If you check http://www.irs.gov/uac/Compliance-&-Enforcement I do not find anything that describes their duties regarding full compliance and sharing information about known practices . We all know by now that FBAR is a compliance weapon a.k.a. revenue enhancer or call it OVDI extortion for minnows but I find this very strange that a government agency is permitted to enforce a statue on us the taxpayer regarding FBAR`s which exist since 1970 when nobody has anything legal up their sleeves regarding their duties . When expats provide 1040s were explicitly the IRS tax examiner sees the need to file an FBAR regardless if interest was reported or not but fails to do so – this is wrong and not just by the taxpayer.
@Mike
Great comment.
When it comes to the IRS and FBAR you should remember that the FBAR is under Title 31 and Taxes under Title 26. The IRS is now the administration/enforcement mechanism FBAR.
This may explain by NOT excuse the fact that many U.S. citizens abroad in their efforts to be tax compliant:
1. Filed returns making it very clear that the taxpayer had foreign accounts;
2. Checked off no on schedule B or did not check off anything.

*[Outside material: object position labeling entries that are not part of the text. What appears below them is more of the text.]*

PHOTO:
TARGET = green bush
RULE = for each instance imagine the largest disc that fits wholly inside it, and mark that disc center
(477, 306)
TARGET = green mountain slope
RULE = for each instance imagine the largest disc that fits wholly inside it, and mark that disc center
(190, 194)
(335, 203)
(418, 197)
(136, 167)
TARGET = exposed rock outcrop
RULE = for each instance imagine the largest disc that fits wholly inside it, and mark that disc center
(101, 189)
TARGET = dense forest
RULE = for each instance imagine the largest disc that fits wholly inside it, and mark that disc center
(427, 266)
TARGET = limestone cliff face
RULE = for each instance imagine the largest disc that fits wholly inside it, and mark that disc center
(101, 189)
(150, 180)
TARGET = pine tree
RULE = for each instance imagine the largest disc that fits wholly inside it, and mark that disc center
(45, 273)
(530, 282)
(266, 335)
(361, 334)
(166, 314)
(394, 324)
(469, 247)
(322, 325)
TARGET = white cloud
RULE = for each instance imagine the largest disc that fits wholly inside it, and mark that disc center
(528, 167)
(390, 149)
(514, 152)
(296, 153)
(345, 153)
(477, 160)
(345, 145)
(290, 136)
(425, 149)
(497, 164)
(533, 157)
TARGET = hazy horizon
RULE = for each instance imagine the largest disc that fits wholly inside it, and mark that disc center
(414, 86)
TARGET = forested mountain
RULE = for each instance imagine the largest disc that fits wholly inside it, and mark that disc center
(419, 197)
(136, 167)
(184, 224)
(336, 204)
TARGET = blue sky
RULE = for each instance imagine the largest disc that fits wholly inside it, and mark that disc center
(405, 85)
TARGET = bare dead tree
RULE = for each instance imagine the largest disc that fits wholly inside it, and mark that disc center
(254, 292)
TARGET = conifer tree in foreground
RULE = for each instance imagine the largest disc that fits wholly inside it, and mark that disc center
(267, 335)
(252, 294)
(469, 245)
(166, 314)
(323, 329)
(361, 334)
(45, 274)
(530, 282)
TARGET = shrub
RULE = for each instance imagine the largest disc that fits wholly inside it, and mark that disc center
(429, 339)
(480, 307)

3. Were never told by anyone (including professional tax professionals) that filing an FBAR was a legal requirement.
The problems started with Shulman. Basically the whole situation is so unfair and idiotic that it is impossible to take seriously anymore. But that I mean:
1. This is the way the U.S. is.
2. Accept it or renounce.
It’s really that simple. The truly painful thing this that the realization that when it comes to “Form Nation” the rest of the world is right. Those U.S. citizens abroad who continued to be loyal/patriotic Americans have been duped. The rest of the world is right.
Interesting thing is that the American people are fundamentally good and just. The government is anything but.
The best investment that any young person could make in their future is to renounce at the earliest opportunity. It is simply impossible to be in compliance with all their laws.
Here is Jack Townsends coverage of the subject of this thread
Required Records Subpoenas Enforced (2/20/13)
@USCitizenabroad- I agree completely with what you say with regards to young people renouncing as early as is possible. I even said that same thing on this blog last year. However no sooner had I posted that recommendation than I got taken out to the woodshed for trying to tell young and easily influenced young people what they should do on this important issue.
The trick is to renounce before you turn 18 1/2 because if you do it before then you will not have to file any U.S. tax returns.